European shares took a hit after Britain said its economy shrank 0.5 percent in the last quarter of 2010. Economists had expected to see growth continuing at 0.5 to 0.7 per cent. Unusually harsh winter weather contributed to weak consumer spending, while construction and service sector output posted large declines.

The weakness fanned concerns over Britain's plans for spending cuts and prospects for the global economic recovery, while scepticism over the cost of recapitalising Spanish banks weighed on euro zone peripheral government bonds and Spain's stocks.

The pound dropped more than 2 cents to around $1.58 (U.S.). The euro retreated after hitting a two-month high against the dollar. Europe's FTSEurofirst 300 index fell 0.5 percent.

The International Monetary Fund also weighed in with concerns about Europe. It said Europe needs to strengthen its financial rescue fund to reduce the risk of renewed global instability, as U.S. tax cuts and buoyant emerging economies help drive the recovery elsewhere.

In particular, the IMF singled out European banks, which it said needed more stress tests. And it expressed concerns that the regional stability fund would be wiped out if a bigger economy needed to be bailed out.

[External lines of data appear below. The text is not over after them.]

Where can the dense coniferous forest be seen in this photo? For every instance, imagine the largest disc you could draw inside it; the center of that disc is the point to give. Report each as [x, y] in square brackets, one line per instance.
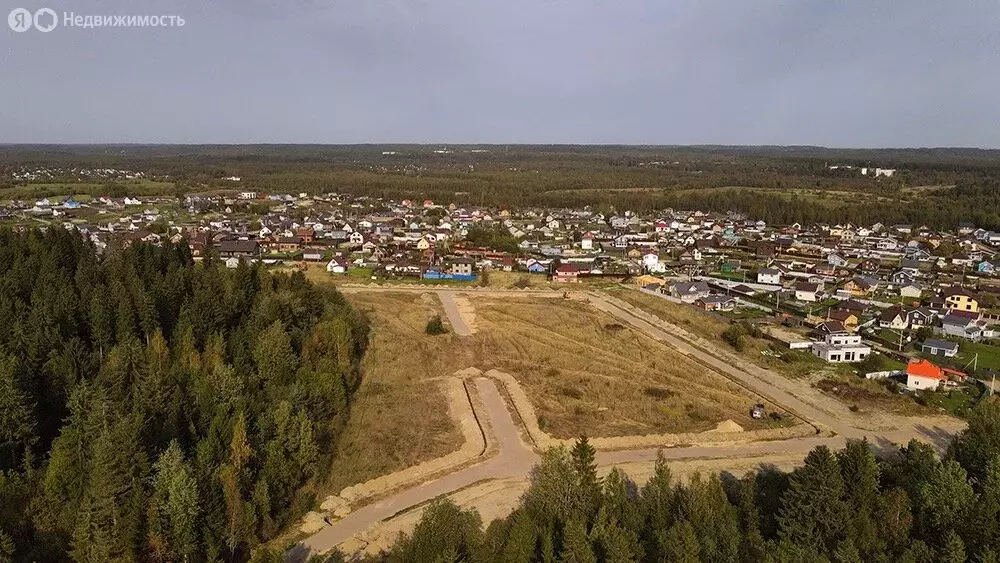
[844, 507]
[152, 409]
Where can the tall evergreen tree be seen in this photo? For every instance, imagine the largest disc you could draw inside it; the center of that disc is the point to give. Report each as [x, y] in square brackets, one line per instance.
[813, 511]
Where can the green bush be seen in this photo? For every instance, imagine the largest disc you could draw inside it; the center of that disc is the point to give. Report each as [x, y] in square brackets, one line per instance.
[435, 326]
[735, 336]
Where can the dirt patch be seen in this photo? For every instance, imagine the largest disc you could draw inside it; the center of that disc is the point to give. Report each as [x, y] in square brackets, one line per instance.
[586, 378]
[728, 426]
[726, 431]
[467, 312]
[399, 378]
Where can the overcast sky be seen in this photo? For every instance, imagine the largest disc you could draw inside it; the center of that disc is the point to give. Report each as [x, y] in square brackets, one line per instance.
[857, 73]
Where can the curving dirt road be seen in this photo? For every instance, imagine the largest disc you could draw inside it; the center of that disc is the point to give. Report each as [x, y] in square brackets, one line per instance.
[834, 423]
[458, 323]
[514, 459]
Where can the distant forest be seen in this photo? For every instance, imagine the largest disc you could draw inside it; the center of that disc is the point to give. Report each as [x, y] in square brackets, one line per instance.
[841, 507]
[777, 184]
[152, 409]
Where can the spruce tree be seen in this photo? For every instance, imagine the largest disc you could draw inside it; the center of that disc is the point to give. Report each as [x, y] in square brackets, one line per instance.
[813, 511]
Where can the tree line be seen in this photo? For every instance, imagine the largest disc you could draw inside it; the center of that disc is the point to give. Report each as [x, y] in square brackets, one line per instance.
[842, 506]
[154, 409]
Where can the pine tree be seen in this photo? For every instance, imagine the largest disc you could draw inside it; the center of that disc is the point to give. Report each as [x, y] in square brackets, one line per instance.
[680, 544]
[985, 535]
[659, 508]
[275, 359]
[588, 488]
[953, 550]
[174, 508]
[813, 511]
[860, 471]
[847, 553]
[895, 519]
[752, 546]
[945, 503]
[715, 521]
[240, 521]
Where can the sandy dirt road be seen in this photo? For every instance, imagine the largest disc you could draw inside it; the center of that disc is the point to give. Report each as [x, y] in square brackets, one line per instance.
[458, 323]
[514, 459]
[834, 422]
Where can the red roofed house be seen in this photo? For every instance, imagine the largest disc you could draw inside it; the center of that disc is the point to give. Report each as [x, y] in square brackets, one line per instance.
[924, 375]
[567, 273]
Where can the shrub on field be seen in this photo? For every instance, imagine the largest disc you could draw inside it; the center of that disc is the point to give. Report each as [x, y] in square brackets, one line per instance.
[435, 326]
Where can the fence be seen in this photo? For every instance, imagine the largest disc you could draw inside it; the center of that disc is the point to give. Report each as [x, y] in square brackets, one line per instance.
[883, 374]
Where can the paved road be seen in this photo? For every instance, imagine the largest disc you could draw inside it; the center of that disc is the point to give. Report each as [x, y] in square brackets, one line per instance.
[454, 317]
[513, 460]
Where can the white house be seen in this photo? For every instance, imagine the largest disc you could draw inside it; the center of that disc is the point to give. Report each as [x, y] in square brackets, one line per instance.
[771, 276]
[922, 375]
[939, 348]
[839, 347]
[338, 265]
[651, 260]
[807, 291]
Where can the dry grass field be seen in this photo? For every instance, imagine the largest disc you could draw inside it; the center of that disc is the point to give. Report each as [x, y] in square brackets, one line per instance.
[711, 327]
[586, 374]
[400, 416]
[583, 372]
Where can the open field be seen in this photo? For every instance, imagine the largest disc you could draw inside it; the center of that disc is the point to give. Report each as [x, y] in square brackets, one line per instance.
[400, 415]
[81, 189]
[516, 280]
[587, 374]
[758, 350]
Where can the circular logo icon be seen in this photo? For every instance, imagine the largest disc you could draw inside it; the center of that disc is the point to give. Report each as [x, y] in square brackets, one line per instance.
[45, 20]
[20, 20]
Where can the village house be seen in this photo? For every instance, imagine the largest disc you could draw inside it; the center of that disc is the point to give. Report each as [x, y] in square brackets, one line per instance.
[567, 273]
[923, 375]
[770, 276]
[689, 292]
[840, 347]
[808, 292]
[894, 318]
[716, 303]
[957, 298]
[939, 348]
[239, 249]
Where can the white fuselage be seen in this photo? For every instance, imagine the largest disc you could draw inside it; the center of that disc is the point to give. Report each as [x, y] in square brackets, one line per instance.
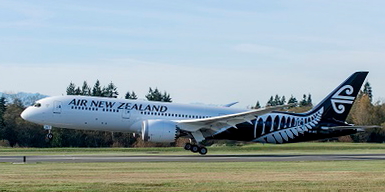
[111, 114]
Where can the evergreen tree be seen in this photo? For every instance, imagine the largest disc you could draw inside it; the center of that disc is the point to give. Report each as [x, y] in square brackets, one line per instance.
[131, 95]
[78, 91]
[156, 95]
[368, 91]
[110, 90]
[277, 100]
[257, 105]
[166, 97]
[71, 89]
[2, 111]
[309, 101]
[134, 96]
[283, 100]
[292, 100]
[270, 102]
[86, 90]
[97, 89]
[303, 101]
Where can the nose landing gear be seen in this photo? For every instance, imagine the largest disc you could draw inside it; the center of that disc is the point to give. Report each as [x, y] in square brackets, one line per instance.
[195, 148]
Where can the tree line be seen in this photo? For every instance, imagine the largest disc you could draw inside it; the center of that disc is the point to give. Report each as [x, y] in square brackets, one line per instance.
[14, 131]
[281, 100]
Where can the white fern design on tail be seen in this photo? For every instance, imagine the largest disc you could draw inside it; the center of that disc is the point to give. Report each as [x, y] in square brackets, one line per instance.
[289, 130]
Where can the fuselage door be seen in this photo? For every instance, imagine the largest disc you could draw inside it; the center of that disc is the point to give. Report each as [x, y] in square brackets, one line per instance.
[126, 114]
[57, 106]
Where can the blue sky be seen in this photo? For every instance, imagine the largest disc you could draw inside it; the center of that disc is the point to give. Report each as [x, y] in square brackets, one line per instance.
[213, 52]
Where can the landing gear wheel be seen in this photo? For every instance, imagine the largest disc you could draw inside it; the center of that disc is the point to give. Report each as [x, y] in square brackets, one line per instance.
[194, 149]
[187, 146]
[49, 136]
[202, 151]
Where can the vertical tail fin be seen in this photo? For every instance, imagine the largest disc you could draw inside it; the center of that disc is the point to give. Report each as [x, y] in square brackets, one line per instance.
[339, 102]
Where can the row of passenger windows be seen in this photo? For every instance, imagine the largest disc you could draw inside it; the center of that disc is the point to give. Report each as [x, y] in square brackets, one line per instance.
[143, 113]
[95, 109]
[174, 115]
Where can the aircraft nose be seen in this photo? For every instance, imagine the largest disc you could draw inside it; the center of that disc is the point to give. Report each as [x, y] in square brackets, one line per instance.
[32, 115]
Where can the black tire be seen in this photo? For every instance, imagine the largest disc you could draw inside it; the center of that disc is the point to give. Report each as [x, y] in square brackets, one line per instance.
[202, 150]
[194, 148]
[187, 146]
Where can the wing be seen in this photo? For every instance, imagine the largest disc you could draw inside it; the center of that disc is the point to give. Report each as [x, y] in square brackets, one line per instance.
[225, 121]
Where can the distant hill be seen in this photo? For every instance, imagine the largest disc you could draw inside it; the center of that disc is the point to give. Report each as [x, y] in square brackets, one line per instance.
[26, 98]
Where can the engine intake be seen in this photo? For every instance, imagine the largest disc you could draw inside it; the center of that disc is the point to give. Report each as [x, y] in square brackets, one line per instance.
[161, 131]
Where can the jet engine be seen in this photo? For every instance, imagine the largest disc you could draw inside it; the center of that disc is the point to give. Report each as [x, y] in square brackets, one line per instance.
[161, 131]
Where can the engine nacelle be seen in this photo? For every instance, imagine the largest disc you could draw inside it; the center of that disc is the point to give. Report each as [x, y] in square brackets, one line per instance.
[161, 131]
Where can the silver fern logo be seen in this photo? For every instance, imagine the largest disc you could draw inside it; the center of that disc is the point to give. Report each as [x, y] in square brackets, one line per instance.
[339, 101]
[295, 127]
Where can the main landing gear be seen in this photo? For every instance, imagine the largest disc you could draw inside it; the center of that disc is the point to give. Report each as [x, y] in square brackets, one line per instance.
[195, 148]
[49, 135]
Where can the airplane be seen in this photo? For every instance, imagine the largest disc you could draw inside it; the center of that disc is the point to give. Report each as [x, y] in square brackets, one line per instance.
[165, 122]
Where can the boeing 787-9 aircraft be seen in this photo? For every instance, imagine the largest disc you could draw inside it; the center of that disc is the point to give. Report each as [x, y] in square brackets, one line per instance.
[165, 122]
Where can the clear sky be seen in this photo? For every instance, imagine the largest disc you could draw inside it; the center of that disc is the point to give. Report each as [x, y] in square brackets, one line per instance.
[212, 52]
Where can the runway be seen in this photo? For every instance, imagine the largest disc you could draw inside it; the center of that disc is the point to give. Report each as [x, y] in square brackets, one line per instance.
[189, 158]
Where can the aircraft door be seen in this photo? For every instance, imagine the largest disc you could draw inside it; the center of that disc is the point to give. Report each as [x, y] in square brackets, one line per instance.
[126, 114]
[57, 106]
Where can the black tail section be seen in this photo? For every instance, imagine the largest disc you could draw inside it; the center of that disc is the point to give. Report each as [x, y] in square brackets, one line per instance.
[337, 104]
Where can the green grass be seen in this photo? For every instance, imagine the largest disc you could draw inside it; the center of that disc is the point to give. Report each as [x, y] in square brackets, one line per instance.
[184, 176]
[295, 148]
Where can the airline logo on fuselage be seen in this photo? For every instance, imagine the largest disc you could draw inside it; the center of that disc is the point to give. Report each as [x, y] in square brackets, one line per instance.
[117, 105]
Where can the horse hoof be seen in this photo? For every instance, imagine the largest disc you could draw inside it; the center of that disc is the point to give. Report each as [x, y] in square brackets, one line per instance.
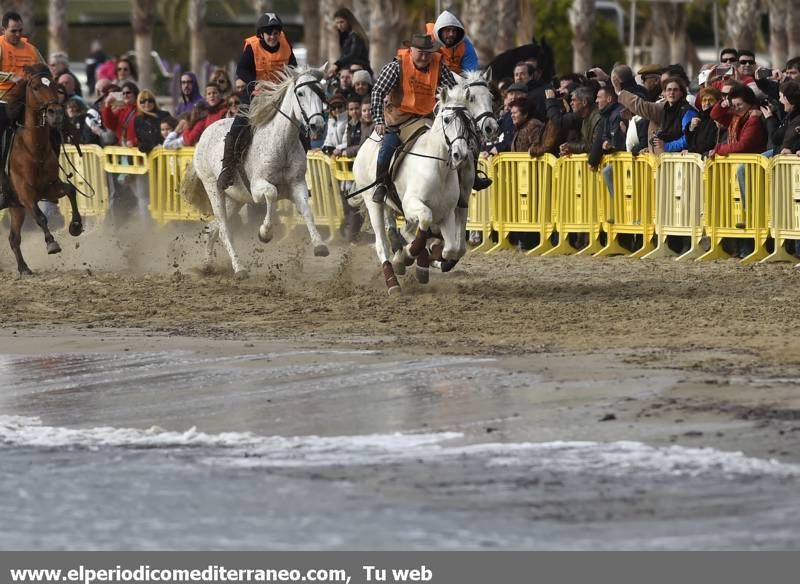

U.S. stock index futures slipped 0.3 to 0.6 percent, indicating a weak opening on Wall Street, ahead of a two-day rate-setting meeting by the Federal Reserve.

Toronto investors, it doesn't look good for resource stocks today either.

Copper lost 2.5 percent while crude fell for a second straight day, down 1.7 percent, to trade below $87 a barrel.

Gold fell to its lowest in 10 weeks on Tuesday, putting the price on course for its worst monthly performance in 13 months as safe-haven demand evaporated and investors booked further profits on the 2010 rally. Spot gold traded at $1,327.38 an ounce.

In Asia, Tokyo's Nikkei average rose for a second straight session, up 1.2 percent on hopes of upbeat company earnings.

India's central bank raised interest rates a quarter of a percentage point to clamp down on inflation, which is running at about 8 per cent. It's the Reserve Bank of India's seventh increase since March.